One decision all successful business owners will eventually face is the prospect of selling the company they’ve worked so hard to establish. While the opportunity to reap the value of their investment is exciting, selling a business is often a complex process with many practical, emotional, and financial implications.

For the Christian business owner, there’s an additional element of spiritual impact. Of all the chances an entrepreneur might have to affect the kingdom and his or her family, the sale of a profitable business can be one of the greatest.

For many, this is the opportunity of a lifetime, and how much can be gained or lost for eternity boils down to this one final business sale transaction. And like all successful business transactions, timing is everything.
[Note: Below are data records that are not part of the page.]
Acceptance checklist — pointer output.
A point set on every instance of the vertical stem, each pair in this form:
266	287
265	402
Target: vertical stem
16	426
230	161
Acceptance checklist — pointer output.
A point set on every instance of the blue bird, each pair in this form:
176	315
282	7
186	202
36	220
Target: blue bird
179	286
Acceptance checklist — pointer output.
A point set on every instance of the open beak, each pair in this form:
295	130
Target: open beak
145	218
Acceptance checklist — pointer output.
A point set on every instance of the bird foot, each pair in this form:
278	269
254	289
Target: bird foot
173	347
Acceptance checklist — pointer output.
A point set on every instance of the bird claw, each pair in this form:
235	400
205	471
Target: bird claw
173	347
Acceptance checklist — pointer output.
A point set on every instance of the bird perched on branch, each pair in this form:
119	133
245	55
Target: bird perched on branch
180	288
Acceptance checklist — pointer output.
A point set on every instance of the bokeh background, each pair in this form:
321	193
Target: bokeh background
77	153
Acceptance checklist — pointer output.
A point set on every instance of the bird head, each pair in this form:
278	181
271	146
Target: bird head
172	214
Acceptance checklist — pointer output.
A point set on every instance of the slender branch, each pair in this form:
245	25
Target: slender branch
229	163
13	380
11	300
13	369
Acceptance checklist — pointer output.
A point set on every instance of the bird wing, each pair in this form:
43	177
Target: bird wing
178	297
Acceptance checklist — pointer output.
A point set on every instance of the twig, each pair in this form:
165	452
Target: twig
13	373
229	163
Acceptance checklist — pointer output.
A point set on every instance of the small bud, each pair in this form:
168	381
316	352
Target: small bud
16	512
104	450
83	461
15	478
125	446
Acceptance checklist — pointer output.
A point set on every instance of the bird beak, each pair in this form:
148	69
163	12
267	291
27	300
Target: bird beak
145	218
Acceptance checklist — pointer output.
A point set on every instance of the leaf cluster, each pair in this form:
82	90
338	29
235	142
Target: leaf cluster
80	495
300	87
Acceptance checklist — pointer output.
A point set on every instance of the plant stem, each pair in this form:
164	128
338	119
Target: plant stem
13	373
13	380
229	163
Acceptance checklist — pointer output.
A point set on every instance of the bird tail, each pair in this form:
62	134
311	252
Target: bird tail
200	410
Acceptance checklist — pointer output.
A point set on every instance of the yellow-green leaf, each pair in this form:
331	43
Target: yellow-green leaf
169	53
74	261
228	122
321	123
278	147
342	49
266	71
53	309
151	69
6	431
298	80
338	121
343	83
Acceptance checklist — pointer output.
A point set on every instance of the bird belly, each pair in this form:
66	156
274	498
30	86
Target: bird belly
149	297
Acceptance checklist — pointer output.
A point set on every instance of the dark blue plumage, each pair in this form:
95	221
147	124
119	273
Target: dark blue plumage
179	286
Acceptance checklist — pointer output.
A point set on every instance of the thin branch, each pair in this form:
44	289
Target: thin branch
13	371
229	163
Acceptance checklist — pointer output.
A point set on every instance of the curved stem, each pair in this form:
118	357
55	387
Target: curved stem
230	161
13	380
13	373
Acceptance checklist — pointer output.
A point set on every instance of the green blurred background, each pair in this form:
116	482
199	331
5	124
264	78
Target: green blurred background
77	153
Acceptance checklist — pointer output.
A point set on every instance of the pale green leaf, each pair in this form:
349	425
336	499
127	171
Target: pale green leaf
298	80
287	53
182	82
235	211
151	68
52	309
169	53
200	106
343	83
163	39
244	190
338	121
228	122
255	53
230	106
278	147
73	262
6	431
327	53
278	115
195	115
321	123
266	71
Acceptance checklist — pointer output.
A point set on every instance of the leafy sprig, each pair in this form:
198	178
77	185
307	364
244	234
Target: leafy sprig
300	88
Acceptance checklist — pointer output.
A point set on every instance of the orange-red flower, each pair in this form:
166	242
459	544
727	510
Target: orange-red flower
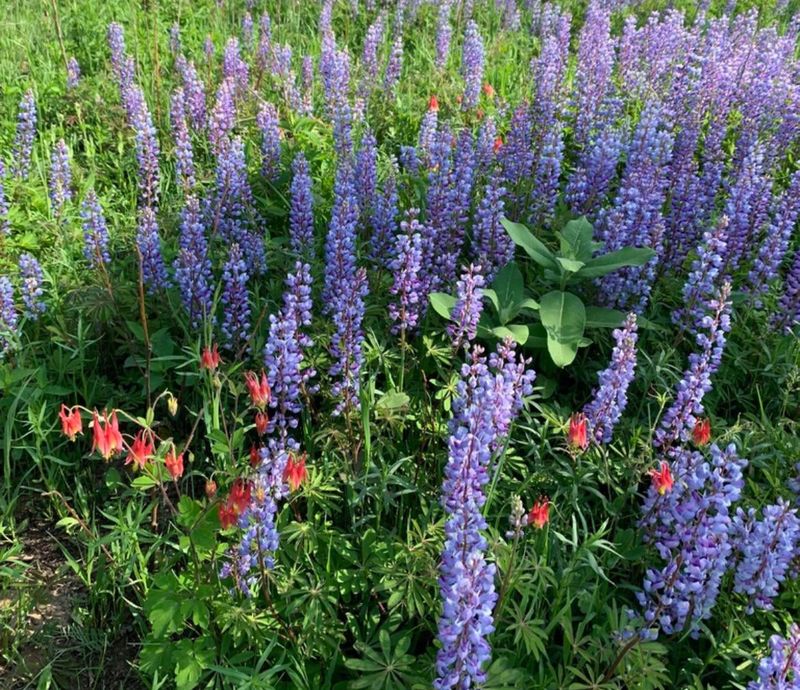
539	515
577	434
210	358
174	463
71	423
106	437
295	473
662	478
141	450
260	393
701	434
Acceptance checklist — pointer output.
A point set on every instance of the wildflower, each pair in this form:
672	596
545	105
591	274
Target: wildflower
701	434
210	358
174	463
71	423
662	478
30	273
609	401
539	514
260	393
106	439
141	450
577	435
262	421
295	473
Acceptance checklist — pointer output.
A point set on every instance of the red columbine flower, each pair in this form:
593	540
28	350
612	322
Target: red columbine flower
141	449
106	439
702	431
539	515
174	463
71	423
662	478
295	473
577	434
210	358
259	390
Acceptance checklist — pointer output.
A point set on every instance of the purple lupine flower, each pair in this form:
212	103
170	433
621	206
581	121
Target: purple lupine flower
175	38
781	669
73	73
5	226
767	548
472	66
223	117
492	246
301	211
193	265
95	231
610	399
369	55
747	206
260	537
444	32
776	239
788	314
148	242
146	144
8	315
284	352
636	218
593	73
680	419
703	277
406	265
60	182
247	30
184	157
384	218
235	299
394	66
30	273
340	244
264	49
347	341
194	93
486	403
468	307
234	68
366	174
267	121
689	525
23	139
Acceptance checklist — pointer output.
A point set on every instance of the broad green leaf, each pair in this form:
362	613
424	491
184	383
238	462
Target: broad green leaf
510	290
576	239
613	261
564	318
442	304
532	246
516	331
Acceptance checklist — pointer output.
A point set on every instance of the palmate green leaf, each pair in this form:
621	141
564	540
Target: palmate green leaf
564	319
613	261
533	247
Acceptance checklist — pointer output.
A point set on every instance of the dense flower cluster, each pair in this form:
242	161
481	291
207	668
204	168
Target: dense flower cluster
610	399
488	399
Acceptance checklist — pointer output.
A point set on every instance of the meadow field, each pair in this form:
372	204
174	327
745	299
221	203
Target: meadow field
393	344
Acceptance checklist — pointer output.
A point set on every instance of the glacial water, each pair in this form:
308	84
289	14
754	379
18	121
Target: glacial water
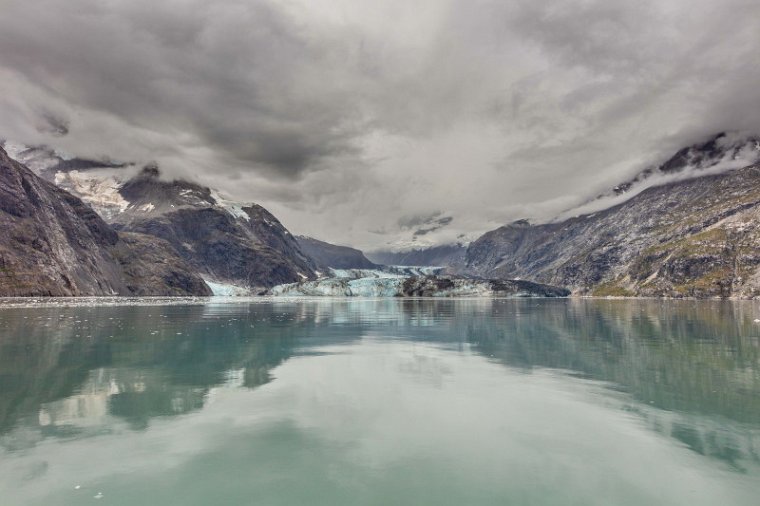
379	402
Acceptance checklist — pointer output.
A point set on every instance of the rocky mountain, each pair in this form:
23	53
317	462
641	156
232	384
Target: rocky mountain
724	151
53	244
697	237
228	242
237	248
327	255
446	255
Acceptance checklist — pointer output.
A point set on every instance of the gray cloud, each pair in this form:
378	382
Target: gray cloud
345	117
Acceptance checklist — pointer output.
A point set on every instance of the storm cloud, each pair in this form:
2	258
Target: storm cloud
344	117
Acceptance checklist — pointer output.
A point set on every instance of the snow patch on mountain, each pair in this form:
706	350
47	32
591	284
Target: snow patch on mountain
233	207
99	188
725	152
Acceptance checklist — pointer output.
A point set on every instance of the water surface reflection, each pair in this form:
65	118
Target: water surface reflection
382	401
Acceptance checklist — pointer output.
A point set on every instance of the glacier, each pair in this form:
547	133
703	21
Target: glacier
403	281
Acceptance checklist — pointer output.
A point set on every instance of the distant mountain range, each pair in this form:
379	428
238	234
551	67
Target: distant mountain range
689	227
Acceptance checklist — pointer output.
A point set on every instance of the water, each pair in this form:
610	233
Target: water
380	402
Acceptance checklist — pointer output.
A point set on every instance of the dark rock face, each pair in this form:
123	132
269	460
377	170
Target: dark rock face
447	255
692	238
328	255
242	245
150	266
722	148
55	245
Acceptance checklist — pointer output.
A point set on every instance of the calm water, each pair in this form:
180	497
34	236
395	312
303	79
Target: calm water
384	402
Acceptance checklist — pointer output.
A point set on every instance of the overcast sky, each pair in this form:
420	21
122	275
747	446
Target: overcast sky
361	121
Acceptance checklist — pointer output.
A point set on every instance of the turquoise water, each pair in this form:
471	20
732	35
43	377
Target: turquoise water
381	402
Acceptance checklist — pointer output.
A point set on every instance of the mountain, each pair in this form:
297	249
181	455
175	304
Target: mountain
697	237
53	244
721	152
446	255
327	255
228	242
237	248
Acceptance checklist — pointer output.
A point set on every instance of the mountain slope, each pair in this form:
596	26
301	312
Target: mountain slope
698	237
53	244
446	255
328	255
226	241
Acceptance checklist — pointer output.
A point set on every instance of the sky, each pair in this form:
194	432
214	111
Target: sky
383	124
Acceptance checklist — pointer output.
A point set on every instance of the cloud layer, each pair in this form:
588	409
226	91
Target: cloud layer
351	119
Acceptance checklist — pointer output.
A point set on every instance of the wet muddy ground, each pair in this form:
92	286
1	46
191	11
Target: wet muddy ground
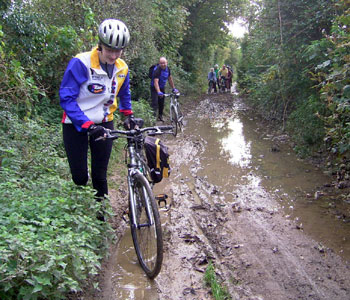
270	223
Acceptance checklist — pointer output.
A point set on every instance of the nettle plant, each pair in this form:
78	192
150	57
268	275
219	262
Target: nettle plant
50	238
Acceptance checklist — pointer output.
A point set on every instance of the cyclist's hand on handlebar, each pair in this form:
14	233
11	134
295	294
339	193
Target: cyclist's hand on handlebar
96	131
129	122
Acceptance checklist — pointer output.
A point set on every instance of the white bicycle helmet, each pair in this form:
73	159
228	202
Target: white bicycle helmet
114	34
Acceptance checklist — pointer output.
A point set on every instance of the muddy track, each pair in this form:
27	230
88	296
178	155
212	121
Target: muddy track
258	253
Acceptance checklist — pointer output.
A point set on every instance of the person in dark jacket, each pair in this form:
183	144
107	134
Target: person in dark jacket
161	74
212	80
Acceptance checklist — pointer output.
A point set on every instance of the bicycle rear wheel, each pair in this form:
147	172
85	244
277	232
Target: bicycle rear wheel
174	121
180	118
147	234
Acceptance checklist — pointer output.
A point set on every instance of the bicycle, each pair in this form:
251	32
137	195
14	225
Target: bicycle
176	116
144	216
211	86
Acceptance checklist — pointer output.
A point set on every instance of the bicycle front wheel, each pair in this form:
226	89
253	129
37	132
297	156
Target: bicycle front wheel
174	120
180	118
147	232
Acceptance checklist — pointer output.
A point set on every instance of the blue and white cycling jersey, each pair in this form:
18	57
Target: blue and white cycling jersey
88	95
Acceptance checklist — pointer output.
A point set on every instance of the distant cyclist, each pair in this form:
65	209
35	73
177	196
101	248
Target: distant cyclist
212	80
223	77
216	70
229	78
161	74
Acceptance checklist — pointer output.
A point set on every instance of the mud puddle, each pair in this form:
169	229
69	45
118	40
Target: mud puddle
241	199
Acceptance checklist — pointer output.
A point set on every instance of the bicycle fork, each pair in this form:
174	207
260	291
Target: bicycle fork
142	201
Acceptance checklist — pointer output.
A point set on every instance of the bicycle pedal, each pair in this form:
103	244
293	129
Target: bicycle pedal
125	216
162	198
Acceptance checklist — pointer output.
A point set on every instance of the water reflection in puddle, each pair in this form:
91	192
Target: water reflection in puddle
128	279
247	163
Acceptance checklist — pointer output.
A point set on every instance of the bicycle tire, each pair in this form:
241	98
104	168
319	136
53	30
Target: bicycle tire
210	90
147	238
174	121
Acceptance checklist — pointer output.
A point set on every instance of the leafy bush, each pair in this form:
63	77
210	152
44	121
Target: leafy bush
50	238
306	126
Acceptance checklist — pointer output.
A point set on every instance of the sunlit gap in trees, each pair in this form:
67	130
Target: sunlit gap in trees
238	28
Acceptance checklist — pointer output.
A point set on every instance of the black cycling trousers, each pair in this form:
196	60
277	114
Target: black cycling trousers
157	102
76	145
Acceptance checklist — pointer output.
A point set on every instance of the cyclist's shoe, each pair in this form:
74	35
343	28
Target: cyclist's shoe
100	216
162	198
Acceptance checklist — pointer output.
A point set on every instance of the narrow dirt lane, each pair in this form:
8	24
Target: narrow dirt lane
221	212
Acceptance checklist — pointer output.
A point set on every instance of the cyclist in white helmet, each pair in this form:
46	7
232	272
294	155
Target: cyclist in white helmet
88	93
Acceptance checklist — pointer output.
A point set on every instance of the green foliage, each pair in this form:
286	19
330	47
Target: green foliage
50	239
306	126
210	279
282	50
142	109
332	76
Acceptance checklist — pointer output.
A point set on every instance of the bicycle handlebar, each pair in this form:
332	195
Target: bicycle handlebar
130	134
172	94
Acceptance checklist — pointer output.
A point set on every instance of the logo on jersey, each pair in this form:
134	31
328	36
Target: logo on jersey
96	88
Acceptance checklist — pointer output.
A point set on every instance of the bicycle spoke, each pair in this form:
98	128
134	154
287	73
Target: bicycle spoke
147	234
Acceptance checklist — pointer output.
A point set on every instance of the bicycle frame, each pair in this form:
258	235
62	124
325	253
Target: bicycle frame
135	166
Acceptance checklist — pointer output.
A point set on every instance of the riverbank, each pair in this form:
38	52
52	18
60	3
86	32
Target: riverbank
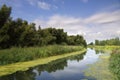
22	66
13	55
107	66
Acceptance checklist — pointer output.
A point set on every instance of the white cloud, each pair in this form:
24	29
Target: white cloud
42	4
106	17
85	1
98	26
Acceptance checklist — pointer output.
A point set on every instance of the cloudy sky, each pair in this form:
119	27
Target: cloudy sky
94	19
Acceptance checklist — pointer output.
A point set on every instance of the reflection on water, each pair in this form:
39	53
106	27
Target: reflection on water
70	68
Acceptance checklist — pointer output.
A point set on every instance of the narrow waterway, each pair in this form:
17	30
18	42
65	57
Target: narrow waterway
70	68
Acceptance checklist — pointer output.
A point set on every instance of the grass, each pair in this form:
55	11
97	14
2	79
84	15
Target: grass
22	66
100	70
105	47
114	65
108	67
14	55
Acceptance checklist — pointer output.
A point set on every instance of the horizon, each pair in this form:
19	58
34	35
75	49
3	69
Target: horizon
90	18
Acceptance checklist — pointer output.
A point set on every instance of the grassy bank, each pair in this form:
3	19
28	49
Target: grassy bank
11	68
13	55
105	47
100	70
108	67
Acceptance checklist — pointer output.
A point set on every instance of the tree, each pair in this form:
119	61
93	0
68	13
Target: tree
4	15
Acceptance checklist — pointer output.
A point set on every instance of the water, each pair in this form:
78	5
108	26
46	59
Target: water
70	68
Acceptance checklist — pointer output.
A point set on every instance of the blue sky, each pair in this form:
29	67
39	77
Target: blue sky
95	19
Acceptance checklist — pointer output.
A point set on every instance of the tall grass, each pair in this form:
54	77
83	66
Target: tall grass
14	55
114	64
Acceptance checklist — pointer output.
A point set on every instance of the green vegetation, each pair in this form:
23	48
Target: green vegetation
22	66
110	42
115	63
13	55
100	70
20	33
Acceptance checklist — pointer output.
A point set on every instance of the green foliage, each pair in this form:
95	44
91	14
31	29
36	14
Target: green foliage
114	41
13	55
18	33
115	63
100	69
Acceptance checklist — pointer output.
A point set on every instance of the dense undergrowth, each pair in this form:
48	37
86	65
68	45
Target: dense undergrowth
14	55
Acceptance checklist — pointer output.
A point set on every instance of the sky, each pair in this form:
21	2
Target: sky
94	19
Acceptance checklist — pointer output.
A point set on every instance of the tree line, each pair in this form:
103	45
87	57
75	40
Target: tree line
113	41
20	33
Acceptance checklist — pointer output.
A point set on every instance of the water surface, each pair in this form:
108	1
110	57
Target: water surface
70	68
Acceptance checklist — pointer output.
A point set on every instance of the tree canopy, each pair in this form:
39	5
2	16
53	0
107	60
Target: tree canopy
20	33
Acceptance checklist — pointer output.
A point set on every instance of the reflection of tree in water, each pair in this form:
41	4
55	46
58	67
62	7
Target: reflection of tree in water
27	75
114	65
59	64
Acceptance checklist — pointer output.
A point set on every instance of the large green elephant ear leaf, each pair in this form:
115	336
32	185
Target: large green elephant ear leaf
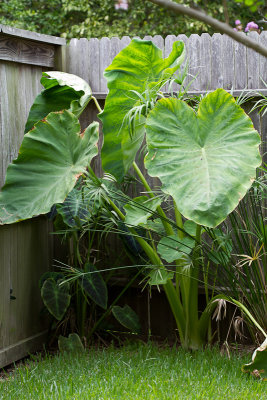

Maximizing gain to do more good

Most Christian business owners have ministry in mind when they are contemplating what they will do with the proceeds from the sale of their business. They plan to give a portion of it away once they have liquidated. But while this approach is laudable for its intent, often those owners could maximize their gift by giving the business away prior to sale.

When the business units or shares are contributed to a public charity, they carry with them the capital appreciation that has occurred during the years the business has been held by the giver. Therefore, by giving a portion of the giver’s units or shares prior to negotiating a sale, a giver can maximize her gift-giving ability and therefore maximize the impact of her gift. Since each situation is a little different, every giver should consult with her tax and financial advisors prior to making a gift.

Let’s take a look at an example that illustrates the difference that giving before the sale can often make.

A business owner plans to sell her business and donate 20 percent from the sale to her church and other ministries. Her cost basis in the business is low, which would mean that the sale would result in a significant capital gain. With a combined federal and state tax rate of 20 percent, what she still owes would be significant.

However, if, before the sale, she donates a portion of the business stock representing the percentage of sale proceeds she intended to give away after the sale, the capital gains tax is likely avoided. And she still receives the full fair-market-value deduction for the value of her stock gift. Thus, she is able to give more to her church and ministry work at no additional cost to her family, thereby, turning capital gains into great gains for the ministries she supports.

No doubt, it is a much more effective strategy to make gift arrangements before the sale is agreed upon. This goes for not only the amount an owner may want to give away as an outright gift, but also an amount she may plan to give later. For example, a couple may wish to retain proceeds received from a business sale for one or both to live on later in life. Through a split-interest gift, the tax code provides a strategy that typically works to accomplish this objective. These two concepts – outright gifts and split-interest gifts – can provide solutions to complicated questions at the sale of a family business. The following case study includes these considerations.

A Christian couple save significantly

You make a living by what you get, but you make a life by what you give. – Winston Churchill

John and Sally’s business, a manufacturer of fittings for industrial uses, had expanded impressively over the last 20 years. The couple had personally worked hard to develop the business and cultivate many important relationships with employees, customers, and vendors. They’d reached a point of transition in life, and they wanted to begin engaging in more charitable activities.

Following the anticipated sale, the couple wanted to invest in a charitable enterprise that had been on their hearts for some time. They enjoyed helping young children in the foster care system by providing opportunities for camping experiences in a Christian environment. John and Sally saw that they could minister to the kids in a more meaningful way through these experiences, which offered direct opportunities to share the love of Christ. Beyond this charitable objective, the couple recognized that they were going to need the remaining assets to serve as a retirement fund.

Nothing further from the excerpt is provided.